Llamé al tendero y pedí hora.
En aquella época el hidrolizado proteínico, a pesar de las molestias que le provocaban, era aún la única sustancia capaz de mantenerla con vida, pero no sabíamos hasta cuándo podría seguir consumiéndolo... y cualquier intento de introducir nuevos alimentos era un fracaso.
Recuerdo que tenía pastillas y viales de cortisona distribuidos por todas partes; una vez hasta encontré dos viales en la guantera del automóvil.
Vivíamos fuera del mundo. Yo, en particular, sólo veía la escuela y la poca vida que se vislumbraba desde la ventana de la habitación de mis niñas, casi siempre con el bebé en brazos que, día tras día, parecía que iba debilitándose, perdiendo las fuerzas. Alguna vez pensé que un vuelo desde aquella ventana liberaría al menos a mi marido y a mi primera hija de tanto trabajo. Y por las noches, cuando la niña estaba enferma, me preguntaba si allí arriba, más allá de las estrellas, habría alguien que me ayudara a encontrar el camino correcto para resolver los problemas de la pequeña...
Al parecer, alguien de allí arriba me echó una mano... Llegó el día de la consulta con el «japonés». No tengo palabras para explicar qué impresión me causó.
Antes de ese encuentro mi hija había sido visitada por distinguidos profesores de diversos hospitales tanto públicos como privados y de lujo. Habíamos consultado a las grandes eminencias de la gastroenterología nacional e incluso europea, y tal vez de la inmunología pediátrica conocida en Italia. Fue un poco duro encontrar, en un contexto del todo anómalo, a aquel anciano japonés:
1) Estaba sentado en el suelo, en el umbral de la tienda de alimentación natural macrobiótica.
2) Tenía por lo menos ochenta años de edad.
3) No tenía más de seis dientes en la boca.
4) Hablaba japonés e inglés (así que tuvimos que confiar en un intérprete que nos tradujera sus pensamientos).
5) La «visita» tuvo lugar en un cuarto trasero muy humilde, y él se sentó en una silla pequeña, como yo, que tenía al bebé en brazos, y mi marido se quedó de pie junto al intérprete.
En esa situación confusa, impresionante y única, lo único que estaba claro era el rostro de mi marido y su mirada aún más explícita que me decía en términos inequívocos: «¡Estás loca!», «Has perdido la razón». «¿Adónde narices nos has traído?».
En cambio, allí comprendí, después de escuchar al «viejo japonés», que nada ni nadie podría detenerme.
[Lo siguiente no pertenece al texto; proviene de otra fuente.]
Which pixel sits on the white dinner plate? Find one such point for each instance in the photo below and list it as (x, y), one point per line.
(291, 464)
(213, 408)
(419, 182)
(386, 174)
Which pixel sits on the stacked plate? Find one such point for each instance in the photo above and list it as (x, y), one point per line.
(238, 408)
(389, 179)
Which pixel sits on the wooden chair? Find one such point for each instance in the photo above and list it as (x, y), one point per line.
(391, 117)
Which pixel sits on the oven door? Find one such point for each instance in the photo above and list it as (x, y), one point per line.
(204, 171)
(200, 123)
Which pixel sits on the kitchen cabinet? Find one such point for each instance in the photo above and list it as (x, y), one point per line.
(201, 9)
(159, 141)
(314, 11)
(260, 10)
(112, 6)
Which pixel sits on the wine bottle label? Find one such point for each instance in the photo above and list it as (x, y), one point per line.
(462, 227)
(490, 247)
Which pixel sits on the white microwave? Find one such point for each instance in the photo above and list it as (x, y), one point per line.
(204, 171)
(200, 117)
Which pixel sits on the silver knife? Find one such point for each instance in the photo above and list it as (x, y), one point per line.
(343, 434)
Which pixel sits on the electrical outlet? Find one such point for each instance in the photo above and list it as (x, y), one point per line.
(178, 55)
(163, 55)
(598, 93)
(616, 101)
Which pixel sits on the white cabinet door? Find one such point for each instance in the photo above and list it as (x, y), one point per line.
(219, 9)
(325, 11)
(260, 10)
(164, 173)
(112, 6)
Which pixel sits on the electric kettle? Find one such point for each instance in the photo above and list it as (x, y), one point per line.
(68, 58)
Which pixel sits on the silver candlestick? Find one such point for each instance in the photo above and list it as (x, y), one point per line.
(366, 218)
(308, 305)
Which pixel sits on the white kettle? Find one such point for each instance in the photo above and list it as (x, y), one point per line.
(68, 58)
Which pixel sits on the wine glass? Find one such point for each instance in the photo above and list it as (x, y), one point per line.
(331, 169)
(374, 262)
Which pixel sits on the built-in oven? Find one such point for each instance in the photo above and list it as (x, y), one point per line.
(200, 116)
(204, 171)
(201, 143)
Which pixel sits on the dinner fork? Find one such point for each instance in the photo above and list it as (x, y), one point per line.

Ya no tenía nada que perder, así que estaba firmemente decidida a escuchar los consejos simples y naturales de aquel hombre sabio. Obviamente, no entendí nada de lo que decía, pero absorbí con cuidado todo lo que tradujo el intérprete. Muramoto alegó que la niña estaba muy, muy débil (pero eso ya lo sabíamos), y que él podría alimentarla con productos adecuados a su condición, es decir, alimentos «limpios» y naturales. De hecho, nos dijo que él mismo le prepararía la primera comida del día siguiente.
De inmediato le respondí que por mí, bien. En cambio, en casa me di cuenta de lo mal que le había sentado todo aquello a mi marido. De hecho, me prohibió darle la poca comida que nos prepararía el japonés. Así fue. Llamé, pues, a la tienda de comida macrobiótica para informarles de que no iría a recoger la comida que el japonés habría preparado especialmente para mi bebé, sintiendo no cumplir con mi compromiso. El comerciante trató de explicar que el maestro llevaba muchas horas preparando la leche de arroz, por lo que mi rechazo resultaba muy grosero. Mientras esto ocurría, Muramoto, que estaba en la tienda de alimentos naturales, le preguntó al intérprete si sabía el motivo de la reacción un poco encendida del tendero. Y después de que le explicara los hechos, no vaciló, ni se inmutó en absoluto: tomó el cuenco destinado a mi hija y se bebió todo el contenido, y luego dijo: «En realidad lo necesitaba».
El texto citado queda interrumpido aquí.